Compassionate Homicide

Publication Title

Washington University Law Review

Abstract

Ample psychological studies demonstrate that emotions provide reasons for action and are powerful drivers of a host of behaviors, including criminal acts. Studies further establish that experiencing intense emotions might impair actors’ judgment and decision-making, sometimes culminating in committing homicide.

Existing criminal law doctrines only partially correspond to these findings. They recognize mostly anger and fear as underlying the excuses of provocation, imperfect self-defense, and duress by mitigating murder charges to manslaughter or otherwise excusing offenders. Currently, however, no doctrine recognizes compassion as a basis for mitigation. Under existing laws, an actor who intentionally kills a terminally ill or severely disabled close family member, wholly out of compassion for the victim, commits the crime of murder. The actor’s motive to end the victim’s suffering is irrelevant for determining the scope of criminal responsibility.

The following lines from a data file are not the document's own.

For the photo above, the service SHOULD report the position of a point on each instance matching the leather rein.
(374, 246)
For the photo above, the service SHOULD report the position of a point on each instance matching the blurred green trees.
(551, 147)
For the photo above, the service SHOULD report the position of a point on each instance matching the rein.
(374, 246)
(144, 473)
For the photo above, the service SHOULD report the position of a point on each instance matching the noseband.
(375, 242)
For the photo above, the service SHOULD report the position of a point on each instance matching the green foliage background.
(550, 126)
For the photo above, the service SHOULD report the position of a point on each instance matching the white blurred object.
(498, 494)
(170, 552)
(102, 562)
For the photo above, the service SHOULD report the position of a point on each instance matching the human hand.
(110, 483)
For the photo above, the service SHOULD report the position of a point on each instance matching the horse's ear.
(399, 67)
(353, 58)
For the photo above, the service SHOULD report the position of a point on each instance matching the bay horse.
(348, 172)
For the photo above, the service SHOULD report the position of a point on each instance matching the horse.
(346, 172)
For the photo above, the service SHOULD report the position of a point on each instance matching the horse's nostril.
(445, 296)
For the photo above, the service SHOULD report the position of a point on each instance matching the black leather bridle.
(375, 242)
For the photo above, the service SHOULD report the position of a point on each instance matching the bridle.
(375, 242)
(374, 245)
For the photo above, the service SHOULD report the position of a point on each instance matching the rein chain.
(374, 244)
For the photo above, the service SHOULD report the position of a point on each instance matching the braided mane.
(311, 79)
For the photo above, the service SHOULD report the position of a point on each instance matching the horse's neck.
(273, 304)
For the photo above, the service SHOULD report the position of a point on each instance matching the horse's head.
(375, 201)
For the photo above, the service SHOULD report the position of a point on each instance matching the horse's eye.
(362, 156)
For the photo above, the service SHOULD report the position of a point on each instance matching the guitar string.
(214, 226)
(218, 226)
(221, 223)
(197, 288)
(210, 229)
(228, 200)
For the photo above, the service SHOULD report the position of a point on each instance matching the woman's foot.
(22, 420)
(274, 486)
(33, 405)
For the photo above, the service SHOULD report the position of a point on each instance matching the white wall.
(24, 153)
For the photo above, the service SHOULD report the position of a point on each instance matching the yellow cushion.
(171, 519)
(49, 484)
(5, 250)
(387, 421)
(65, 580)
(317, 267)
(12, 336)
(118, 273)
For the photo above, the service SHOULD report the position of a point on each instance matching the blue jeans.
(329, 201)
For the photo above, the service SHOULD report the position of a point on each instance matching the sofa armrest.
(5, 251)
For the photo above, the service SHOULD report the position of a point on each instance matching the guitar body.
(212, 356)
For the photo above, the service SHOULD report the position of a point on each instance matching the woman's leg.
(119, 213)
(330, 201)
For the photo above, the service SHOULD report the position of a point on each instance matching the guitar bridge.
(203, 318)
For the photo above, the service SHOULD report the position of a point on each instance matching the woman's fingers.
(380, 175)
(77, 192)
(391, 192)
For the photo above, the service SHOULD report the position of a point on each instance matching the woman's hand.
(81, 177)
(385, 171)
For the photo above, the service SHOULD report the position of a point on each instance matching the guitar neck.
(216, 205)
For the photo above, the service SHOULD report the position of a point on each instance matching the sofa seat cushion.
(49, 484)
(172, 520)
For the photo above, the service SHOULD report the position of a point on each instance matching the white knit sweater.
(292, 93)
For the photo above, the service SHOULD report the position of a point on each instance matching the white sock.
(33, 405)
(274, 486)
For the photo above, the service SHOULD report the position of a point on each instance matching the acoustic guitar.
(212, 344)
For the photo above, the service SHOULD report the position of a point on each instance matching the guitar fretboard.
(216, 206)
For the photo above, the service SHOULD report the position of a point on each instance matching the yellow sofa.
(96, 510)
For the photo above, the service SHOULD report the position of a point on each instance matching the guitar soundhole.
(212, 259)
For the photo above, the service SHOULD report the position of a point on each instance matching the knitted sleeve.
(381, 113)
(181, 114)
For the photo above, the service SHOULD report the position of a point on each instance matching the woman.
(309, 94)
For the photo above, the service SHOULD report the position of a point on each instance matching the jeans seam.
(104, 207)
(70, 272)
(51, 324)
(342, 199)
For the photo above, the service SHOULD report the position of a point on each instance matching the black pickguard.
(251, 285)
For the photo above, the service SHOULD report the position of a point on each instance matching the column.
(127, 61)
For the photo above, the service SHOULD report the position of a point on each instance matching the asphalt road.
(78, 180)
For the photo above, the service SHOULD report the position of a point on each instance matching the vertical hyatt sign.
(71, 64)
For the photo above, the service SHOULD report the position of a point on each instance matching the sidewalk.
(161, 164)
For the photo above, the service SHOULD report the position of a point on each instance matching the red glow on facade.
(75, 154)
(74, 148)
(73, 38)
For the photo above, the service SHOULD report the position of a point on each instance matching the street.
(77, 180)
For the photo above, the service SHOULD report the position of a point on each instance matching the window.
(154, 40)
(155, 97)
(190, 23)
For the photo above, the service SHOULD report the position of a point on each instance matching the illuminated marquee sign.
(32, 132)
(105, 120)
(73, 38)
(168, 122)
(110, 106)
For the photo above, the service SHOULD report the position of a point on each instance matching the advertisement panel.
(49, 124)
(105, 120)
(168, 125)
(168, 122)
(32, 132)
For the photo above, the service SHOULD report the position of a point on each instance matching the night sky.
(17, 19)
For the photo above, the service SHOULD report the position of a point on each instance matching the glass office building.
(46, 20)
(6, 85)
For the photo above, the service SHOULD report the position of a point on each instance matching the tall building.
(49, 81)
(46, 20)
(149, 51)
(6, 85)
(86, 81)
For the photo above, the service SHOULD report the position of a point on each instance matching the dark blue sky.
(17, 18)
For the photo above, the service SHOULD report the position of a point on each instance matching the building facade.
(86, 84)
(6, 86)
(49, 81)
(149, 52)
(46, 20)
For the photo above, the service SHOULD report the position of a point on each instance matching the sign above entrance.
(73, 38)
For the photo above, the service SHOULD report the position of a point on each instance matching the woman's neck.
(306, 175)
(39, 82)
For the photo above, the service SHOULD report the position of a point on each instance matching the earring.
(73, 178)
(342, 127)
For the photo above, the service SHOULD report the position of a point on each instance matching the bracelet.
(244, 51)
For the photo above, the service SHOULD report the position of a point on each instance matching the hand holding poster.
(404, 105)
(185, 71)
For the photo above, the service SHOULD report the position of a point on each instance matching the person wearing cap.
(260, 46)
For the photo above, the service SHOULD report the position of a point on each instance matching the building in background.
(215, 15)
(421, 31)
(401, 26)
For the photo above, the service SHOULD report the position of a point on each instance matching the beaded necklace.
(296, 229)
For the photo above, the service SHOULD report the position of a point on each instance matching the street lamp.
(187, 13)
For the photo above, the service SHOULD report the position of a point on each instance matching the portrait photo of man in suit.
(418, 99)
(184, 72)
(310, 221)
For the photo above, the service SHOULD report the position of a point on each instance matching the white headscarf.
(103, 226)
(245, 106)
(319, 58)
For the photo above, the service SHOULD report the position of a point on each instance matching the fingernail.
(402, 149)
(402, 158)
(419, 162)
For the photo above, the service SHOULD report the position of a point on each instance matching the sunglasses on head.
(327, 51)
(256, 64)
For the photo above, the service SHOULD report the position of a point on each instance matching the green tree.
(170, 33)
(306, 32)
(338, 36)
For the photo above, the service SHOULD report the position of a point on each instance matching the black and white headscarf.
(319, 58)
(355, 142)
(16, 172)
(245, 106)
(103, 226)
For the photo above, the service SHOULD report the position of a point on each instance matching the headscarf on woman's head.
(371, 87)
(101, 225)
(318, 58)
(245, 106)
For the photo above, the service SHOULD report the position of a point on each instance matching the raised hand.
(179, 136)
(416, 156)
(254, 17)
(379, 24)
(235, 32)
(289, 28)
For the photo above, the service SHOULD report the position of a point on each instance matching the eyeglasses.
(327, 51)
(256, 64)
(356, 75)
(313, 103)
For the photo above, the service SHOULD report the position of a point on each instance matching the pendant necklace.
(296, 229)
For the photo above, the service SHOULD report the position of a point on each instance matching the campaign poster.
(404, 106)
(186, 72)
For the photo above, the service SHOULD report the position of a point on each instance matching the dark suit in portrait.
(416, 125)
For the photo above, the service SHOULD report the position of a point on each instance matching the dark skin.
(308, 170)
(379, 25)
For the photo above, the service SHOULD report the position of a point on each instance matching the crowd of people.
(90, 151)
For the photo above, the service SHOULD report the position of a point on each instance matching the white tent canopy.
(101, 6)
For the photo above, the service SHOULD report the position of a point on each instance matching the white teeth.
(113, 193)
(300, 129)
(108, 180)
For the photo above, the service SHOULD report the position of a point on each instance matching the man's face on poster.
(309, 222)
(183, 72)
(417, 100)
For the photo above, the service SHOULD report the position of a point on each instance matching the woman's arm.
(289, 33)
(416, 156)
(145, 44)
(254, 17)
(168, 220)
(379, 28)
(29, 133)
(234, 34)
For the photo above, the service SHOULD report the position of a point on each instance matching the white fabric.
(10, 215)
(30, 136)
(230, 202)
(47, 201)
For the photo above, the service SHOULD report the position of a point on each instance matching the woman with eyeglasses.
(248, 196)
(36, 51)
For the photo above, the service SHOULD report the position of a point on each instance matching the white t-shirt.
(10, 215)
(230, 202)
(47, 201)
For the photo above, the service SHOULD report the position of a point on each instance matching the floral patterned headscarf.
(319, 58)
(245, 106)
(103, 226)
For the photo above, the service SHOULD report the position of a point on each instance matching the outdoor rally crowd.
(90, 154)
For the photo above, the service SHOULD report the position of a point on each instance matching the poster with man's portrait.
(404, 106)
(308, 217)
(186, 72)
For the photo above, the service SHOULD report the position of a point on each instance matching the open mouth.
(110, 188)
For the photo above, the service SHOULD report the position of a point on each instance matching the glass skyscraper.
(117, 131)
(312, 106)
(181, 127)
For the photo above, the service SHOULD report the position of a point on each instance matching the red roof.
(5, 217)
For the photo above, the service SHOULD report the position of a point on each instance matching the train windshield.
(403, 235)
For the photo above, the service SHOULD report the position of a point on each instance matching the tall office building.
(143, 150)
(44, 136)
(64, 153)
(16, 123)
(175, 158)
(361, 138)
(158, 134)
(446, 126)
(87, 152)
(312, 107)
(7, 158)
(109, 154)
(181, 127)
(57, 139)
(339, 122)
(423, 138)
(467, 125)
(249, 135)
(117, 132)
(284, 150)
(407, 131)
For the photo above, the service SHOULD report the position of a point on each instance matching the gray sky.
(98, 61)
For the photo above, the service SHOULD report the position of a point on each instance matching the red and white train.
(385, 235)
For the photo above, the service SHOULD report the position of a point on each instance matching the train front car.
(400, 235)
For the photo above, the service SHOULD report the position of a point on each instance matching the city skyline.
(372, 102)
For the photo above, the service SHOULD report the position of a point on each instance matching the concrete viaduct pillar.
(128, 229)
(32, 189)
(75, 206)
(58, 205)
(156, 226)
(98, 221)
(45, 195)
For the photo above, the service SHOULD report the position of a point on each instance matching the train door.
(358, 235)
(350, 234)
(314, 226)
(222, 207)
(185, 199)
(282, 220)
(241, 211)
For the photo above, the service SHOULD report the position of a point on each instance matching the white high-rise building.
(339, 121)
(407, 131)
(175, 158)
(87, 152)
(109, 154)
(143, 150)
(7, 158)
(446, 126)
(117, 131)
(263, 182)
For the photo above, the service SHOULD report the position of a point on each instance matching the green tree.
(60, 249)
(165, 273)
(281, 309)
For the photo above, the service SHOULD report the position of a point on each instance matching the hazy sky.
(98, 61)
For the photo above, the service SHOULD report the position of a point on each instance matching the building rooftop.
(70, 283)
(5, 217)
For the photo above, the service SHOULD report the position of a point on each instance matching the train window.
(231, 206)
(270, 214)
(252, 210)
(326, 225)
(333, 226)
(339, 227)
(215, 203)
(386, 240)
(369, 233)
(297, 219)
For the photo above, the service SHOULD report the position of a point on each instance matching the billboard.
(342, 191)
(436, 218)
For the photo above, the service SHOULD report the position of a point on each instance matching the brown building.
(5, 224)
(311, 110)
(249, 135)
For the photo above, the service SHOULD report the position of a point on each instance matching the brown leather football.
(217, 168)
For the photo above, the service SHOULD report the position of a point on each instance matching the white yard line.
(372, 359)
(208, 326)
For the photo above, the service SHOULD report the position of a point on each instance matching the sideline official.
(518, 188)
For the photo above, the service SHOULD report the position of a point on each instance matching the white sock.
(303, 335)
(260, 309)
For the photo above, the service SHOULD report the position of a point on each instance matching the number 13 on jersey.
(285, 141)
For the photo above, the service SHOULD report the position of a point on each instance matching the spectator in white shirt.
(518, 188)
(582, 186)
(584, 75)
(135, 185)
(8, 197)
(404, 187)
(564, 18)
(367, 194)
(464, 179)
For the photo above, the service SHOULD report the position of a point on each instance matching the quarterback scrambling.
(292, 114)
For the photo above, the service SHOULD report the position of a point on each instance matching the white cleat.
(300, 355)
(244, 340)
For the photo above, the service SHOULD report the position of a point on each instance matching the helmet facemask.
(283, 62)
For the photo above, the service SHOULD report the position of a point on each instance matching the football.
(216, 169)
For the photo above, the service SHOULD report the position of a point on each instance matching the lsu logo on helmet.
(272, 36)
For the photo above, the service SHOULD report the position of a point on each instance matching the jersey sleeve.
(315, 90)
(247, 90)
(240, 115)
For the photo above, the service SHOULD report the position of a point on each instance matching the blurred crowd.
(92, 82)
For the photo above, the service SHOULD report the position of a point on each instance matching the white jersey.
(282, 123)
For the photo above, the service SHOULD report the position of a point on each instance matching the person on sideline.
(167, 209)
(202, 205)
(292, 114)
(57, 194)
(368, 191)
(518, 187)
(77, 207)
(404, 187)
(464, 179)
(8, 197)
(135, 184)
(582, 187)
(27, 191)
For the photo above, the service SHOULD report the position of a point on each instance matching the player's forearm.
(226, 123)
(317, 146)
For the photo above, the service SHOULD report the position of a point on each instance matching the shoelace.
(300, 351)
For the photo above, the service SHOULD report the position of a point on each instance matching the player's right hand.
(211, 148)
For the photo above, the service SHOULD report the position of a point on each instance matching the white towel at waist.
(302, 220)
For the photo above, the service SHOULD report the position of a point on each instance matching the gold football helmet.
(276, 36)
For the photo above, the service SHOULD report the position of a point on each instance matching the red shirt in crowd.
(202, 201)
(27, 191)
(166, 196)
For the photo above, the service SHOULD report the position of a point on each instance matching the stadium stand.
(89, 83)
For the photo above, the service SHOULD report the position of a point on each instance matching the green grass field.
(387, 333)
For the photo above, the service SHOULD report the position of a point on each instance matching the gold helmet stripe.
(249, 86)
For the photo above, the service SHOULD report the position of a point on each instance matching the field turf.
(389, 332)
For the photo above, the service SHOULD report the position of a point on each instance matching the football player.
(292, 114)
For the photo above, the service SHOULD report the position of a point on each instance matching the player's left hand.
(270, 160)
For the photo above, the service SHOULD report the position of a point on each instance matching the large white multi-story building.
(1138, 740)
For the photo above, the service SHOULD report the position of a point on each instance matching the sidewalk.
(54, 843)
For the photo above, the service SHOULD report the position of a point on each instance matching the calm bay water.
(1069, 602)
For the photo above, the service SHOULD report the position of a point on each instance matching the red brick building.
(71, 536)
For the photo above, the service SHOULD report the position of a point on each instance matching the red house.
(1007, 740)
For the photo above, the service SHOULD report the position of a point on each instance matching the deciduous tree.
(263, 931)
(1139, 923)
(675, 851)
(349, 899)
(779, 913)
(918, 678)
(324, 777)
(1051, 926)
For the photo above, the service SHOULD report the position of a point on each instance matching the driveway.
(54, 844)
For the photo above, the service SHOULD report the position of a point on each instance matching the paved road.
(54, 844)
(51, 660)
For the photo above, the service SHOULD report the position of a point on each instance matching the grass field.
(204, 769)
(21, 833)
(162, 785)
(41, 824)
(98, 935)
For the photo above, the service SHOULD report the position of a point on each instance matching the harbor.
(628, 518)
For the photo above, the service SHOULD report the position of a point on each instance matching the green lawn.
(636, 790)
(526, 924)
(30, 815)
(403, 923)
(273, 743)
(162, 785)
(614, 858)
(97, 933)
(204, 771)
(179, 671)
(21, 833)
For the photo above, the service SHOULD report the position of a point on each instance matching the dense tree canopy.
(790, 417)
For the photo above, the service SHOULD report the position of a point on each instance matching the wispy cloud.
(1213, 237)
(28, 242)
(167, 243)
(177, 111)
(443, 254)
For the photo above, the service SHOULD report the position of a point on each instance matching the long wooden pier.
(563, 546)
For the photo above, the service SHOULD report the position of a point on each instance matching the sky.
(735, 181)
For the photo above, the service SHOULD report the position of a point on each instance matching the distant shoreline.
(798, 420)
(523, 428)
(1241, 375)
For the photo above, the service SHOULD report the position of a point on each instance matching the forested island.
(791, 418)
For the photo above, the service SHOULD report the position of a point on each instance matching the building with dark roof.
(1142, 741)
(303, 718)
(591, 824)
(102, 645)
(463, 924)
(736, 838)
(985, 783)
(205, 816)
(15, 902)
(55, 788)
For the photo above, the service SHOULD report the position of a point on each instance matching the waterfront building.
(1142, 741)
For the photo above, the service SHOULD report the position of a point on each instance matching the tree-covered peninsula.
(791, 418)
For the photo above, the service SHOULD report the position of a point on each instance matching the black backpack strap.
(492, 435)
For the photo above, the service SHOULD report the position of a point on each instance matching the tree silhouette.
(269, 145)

In recent years, legal scholars have developed a new field of study focusing on the interplay between law and the emotions, including among others, in the realm of criminal law. This Article contributes to existing literature in this area by suggesting that compassion is yet another emotion that may trigger certain actions. Advocating the adoption of a statutory affirmative defense that is grounded in compassion, this Article argues that recognizing this excuse is consistent with the rationales and reasoning underlying criminal law’s recognition of existing emotion-based excuses. This Article develops the theoretical and doctrinal bases for endorsing a compassion-based partial excuse by advancing three arguments. First, it contends that experiencing compassion towards a close family member might affect an actor’s judgment and decision-making, motivating them to kill. Second, it argues that from a policy-based perspective, recognizing a compassion-based excuse is normatively warranted because while the killing is neither justified nor fully excused, it is an understandable reaction given the circumstances the actor was facing. Third, this Article outlines some necessary constraints on the scope and limits of the partial excuse to ensure that it is applicable only in appropriate cases, where actors normatively deserve mitigation.